Explainer: What are private finance initiatives (PFIs)?

While they may look like any other hospital, school or police station, many public-sector buildings across the country are in fact owned and run by private companies.

Wednesday, 16th October 2019, 2:51 pm
Updated Wednesday, 16th October 2019, 3:51 pm
The Lost Billions: JPIMedia's investigation into PFI schemes

A private finance initiative (PFI) works in a similar way to a phone contract – authorities get their hands on shiny new buildings upfront and will usually get to own them outright at the end of their contracts.

The deals often last for 25 or 30 years, with payments also covering services such as cleaning and maintenance.
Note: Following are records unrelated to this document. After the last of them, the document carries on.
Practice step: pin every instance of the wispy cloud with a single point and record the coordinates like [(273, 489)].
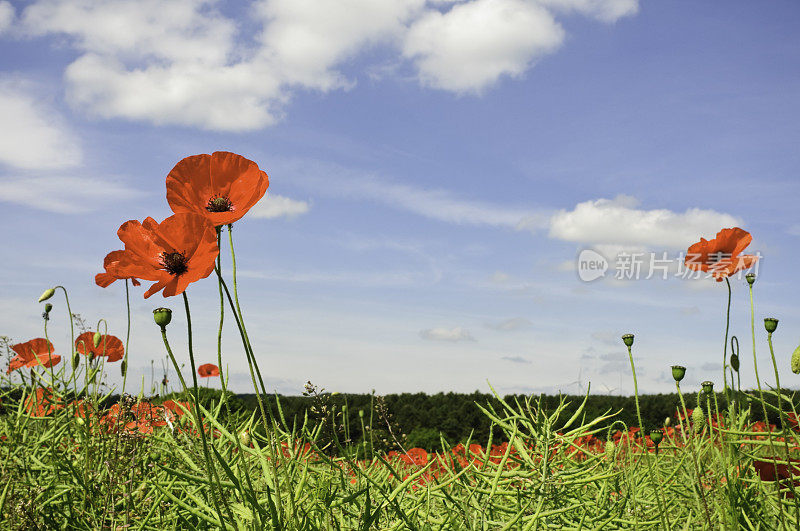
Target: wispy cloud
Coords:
[(446, 334), (275, 206), (35, 136), (65, 195)]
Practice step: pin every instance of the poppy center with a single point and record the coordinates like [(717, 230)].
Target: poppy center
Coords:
[(219, 203), (174, 263)]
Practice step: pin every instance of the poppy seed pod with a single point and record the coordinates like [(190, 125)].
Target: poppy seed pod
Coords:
[(628, 340), (796, 360), (698, 419), (771, 324), (47, 294), (678, 372), (162, 317)]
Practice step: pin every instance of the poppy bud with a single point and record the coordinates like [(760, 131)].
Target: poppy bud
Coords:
[(162, 317), (628, 340), (698, 419), (656, 436), (771, 324), (796, 361), (610, 449), (47, 294)]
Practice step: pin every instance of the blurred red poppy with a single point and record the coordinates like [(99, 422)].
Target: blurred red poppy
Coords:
[(222, 186), (174, 253), (721, 256), (208, 370), (110, 346), (33, 353), (111, 264)]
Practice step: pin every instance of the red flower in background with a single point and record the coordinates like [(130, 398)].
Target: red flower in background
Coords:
[(174, 253), (33, 353), (112, 264), (110, 346), (208, 370), (222, 186), (721, 256)]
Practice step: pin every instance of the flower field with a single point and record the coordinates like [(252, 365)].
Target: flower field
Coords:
[(70, 458)]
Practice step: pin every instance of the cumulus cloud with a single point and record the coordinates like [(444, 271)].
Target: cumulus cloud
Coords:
[(446, 334), (619, 222), (515, 323), (185, 62), (276, 206), (469, 47), (39, 140), (64, 195)]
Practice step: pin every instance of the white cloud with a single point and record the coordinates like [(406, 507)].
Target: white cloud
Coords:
[(515, 323), (605, 10), (6, 16), (276, 206), (38, 140), (446, 334), (618, 222), (64, 195), (186, 63), (469, 47)]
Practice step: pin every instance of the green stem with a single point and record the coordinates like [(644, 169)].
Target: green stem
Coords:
[(127, 337), (763, 403)]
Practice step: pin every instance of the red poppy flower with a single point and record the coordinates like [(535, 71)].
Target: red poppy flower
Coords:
[(33, 353), (111, 264), (174, 253), (109, 346), (207, 370), (222, 186), (721, 256)]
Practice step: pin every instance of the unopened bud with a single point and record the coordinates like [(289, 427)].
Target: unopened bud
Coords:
[(628, 340), (162, 317), (796, 360), (698, 419), (771, 324), (47, 294)]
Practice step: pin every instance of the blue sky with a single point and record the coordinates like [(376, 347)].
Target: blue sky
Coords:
[(435, 169)]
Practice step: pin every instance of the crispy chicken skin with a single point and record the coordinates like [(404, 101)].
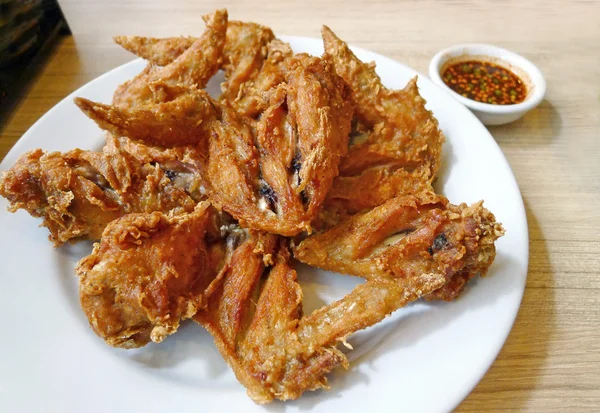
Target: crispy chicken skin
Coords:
[(193, 68), (78, 193), (395, 143), (275, 177), (147, 273), (192, 198), (252, 61), (177, 116), (256, 319), (408, 236), (159, 52)]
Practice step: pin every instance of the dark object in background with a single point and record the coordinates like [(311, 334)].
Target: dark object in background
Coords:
[(27, 29)]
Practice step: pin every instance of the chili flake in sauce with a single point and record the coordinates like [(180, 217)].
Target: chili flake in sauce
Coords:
[(485, 82)]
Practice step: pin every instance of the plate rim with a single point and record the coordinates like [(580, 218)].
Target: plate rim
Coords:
[(16, 150)]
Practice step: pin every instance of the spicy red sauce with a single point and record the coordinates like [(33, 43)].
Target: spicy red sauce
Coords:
[(485, 82)]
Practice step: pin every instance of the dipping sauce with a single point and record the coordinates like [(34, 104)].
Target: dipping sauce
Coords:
[(485, 82)]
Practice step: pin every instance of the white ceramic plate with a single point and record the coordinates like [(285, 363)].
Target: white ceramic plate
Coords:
[(425, 358)]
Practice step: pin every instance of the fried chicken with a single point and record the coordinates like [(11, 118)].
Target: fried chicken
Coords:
[(256, 319), (177, 116), (147, 273), (78, 193), (395, 144), (193, 68), (295, 143), (277, 180), (252, 62), (407, 236)]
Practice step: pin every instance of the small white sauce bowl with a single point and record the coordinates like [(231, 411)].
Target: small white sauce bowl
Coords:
[(490, 114)]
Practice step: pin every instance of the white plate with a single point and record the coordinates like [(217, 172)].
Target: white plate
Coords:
[(425, 358)]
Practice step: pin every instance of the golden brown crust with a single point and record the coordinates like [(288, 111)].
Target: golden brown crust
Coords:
[(180, 116), (193, 68), (396, 143), (408, 236), (78, 193), (274, 175), (148, 272), (255, 317)]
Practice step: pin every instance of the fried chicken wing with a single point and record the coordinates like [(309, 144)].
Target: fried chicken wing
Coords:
[(256, 319), (408, 236), (159, 52), (249, 91), (78, 193), (180, 116), (252, 62), (395, 141), (147, 273), (193, 68), (278, 181)]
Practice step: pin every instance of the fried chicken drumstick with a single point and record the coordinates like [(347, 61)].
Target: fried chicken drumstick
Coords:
[(408, 236)]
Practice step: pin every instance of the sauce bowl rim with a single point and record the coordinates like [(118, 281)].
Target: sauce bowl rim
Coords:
[(496, 54)]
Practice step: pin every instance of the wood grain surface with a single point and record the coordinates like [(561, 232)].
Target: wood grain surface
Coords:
[(551, 360)]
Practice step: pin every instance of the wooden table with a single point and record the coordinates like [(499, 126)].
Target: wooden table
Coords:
[(551, 360)]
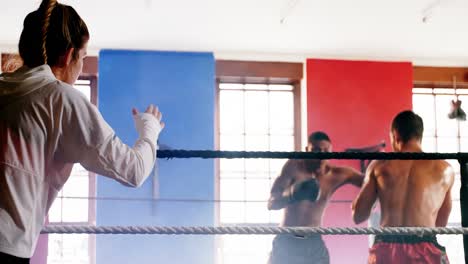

PFI began under John Major’s Conservatives in the early 1990s but proliferated during the New Labour years and continued under the Tories.

The model was abolished last year but about 700 active schemes remain – including ten in Sussex.

When contracts were signed, the cost of annual bills was often linked to the now-discredited Retail Price Index measure of inflation, meaning many annual payments have been rising steeply while public-sector budgets were being squeezed.

An investigation by JPIMedia has found taxpayers are shelling out billions of pounds more than planned for schools, hospitals and other infrastructure projects under the controversial deals.

Rocketing inflation and extra costs are set to add at least £4billion to the overall price tag of the schemes, according to figures obtained from hundreds of public bodies.